Census-designated place in Webb County, Texas

Botines is a census-designated place (CDP) in Webb County, Texas, United States. The population was 149 at the 2020 census. Botines is located 5 mi north of Laredo. The town's name originates from the Spanish term botín, which means buskin, boot, or legging.

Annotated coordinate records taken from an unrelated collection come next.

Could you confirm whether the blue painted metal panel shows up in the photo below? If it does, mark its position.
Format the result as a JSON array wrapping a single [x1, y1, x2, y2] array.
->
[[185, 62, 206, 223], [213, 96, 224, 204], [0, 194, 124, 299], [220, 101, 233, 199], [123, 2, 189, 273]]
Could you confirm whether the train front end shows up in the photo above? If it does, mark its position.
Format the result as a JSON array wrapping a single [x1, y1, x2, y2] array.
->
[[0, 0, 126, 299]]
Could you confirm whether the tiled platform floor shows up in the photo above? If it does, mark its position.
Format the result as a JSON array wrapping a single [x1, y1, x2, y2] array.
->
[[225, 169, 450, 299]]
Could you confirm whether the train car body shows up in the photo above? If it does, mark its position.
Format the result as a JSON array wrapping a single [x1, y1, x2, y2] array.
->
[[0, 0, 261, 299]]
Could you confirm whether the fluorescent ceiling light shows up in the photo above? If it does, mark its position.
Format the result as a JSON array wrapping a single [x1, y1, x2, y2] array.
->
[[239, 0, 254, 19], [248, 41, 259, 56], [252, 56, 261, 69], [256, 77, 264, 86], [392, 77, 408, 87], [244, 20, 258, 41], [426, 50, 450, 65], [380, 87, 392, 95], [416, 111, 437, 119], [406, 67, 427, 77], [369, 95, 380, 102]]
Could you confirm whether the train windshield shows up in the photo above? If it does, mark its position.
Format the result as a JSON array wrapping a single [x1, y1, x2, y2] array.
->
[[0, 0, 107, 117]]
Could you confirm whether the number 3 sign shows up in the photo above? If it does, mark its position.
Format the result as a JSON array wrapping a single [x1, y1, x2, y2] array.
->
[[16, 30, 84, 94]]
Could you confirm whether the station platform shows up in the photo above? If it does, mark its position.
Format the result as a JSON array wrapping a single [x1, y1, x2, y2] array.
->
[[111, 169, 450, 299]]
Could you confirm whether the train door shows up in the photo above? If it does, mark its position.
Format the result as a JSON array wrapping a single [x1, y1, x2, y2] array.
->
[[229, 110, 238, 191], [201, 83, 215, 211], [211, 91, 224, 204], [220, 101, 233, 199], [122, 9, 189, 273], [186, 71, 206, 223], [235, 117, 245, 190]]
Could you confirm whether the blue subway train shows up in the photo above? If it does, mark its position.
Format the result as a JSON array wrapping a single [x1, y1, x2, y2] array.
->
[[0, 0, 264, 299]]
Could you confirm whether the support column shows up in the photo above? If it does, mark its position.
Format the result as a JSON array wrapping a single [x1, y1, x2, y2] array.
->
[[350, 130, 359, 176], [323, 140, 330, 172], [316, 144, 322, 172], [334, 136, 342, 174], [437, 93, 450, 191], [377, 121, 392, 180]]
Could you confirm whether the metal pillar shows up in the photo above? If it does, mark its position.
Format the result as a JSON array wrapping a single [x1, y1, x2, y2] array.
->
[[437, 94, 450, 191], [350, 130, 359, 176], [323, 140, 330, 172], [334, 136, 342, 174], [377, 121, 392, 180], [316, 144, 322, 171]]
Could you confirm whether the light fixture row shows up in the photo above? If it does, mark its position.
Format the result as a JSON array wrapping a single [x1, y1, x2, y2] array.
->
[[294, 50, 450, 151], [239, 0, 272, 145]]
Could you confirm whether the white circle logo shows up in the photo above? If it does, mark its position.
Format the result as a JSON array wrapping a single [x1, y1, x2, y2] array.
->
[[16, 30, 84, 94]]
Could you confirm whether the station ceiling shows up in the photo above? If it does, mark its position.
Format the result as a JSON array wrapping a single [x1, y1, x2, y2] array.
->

It is one of several colonias in the county.

==Geography==
According to the United States Census Bureau in 2000, the CDP had a total area of 8.6 square miles (22.2 km^{2}), all land. This CDP lost area in the changes in Webb County prior to the 2010 census. Its total area was reduced to 1.9 sqmi, as before, all land.

==Demographics==

Botines first appeared as a census designated place in the 2000 U.S. census. Prior to the 2010 U.S. census, four CDPs (Bonanza Hills, Four Points, Los Veteranos II, and Sunset Acres) were in full or in part carved out of its territory.

Historical population
| Census | Pop. | Note | %± |
| 2000 | 132 |  | — |
| 2010 | 117 |  | −11.4% |
| 2020 | 149 |  | 27.4% |
U.S. Decennial Census 1850–1900 1910 1920 1930 1940 1950 1960 1970 1980 1990 2000 2010

===2020 census===

Botines CDP, Texas – Racial and ethnic composition Note: the US Census treats Hispanic/Latino as an ethnic category. This table excludes Latinos from the racial categories and assigns them to a separate category. Hispanics/Latinos may be of any race.
| Race / Ethnicity (NH = Non-Hispanic) | Pop 2000 | Pop 2010 | Pop 2020 | % 2000 | % 2010 | % 2020 |
|---|---|---|---|---|---|---|
| White alone (NH) | 24 | 9 | 4 | 18.18% | 7.69% | 2.68% |
| Black or African American alone (NH) | 0 | 1 | 0 | 0.00% | 0.85% | 0.00% |
| Native American or Alaska Native alone (NH) | 0 | 0 | 0 | 0.00% | 0.00% | 0.00% |
| Asian alone (NH) | 0 | 2 | 0 | 0.00% | 1.71% | 0.00% |
| Native Hawaiian or Pacific Islander alone (NH) | 0 | 0 | 0 | 0.00% | 0.00% | 0.00% |
| Other race alone (NH) | 0 | 0 | 0 | 0.00% | 0.00% | 0.00% |
| Mixed race or Multiracial (NH) | 0 | 1 | 0 | 0.00% | 0.85% | 0.00% |
| Hispanic or Latino (any race) | 108 | 104 | 145 | 81.82% | 88.89% | 97.32% |
| Total | 132 | 117 | 149 | 100.00% | 100.00% | 100.00% |

===2010 census===
As of the census of 2010, there were 117 people, 40 households, and 35 families residing in the CDP. The population density was 15.4 people per square mile (5.9/km^{2}). There were 53 housing units at an average density of 6.2/sq mi (2.4/km^{2}). The racial makeup of the CDP was 85.61% White, 9.09% from other races, and 5.30% from two or more races. Hispanic or Latino people of any race were 81.82% of the population.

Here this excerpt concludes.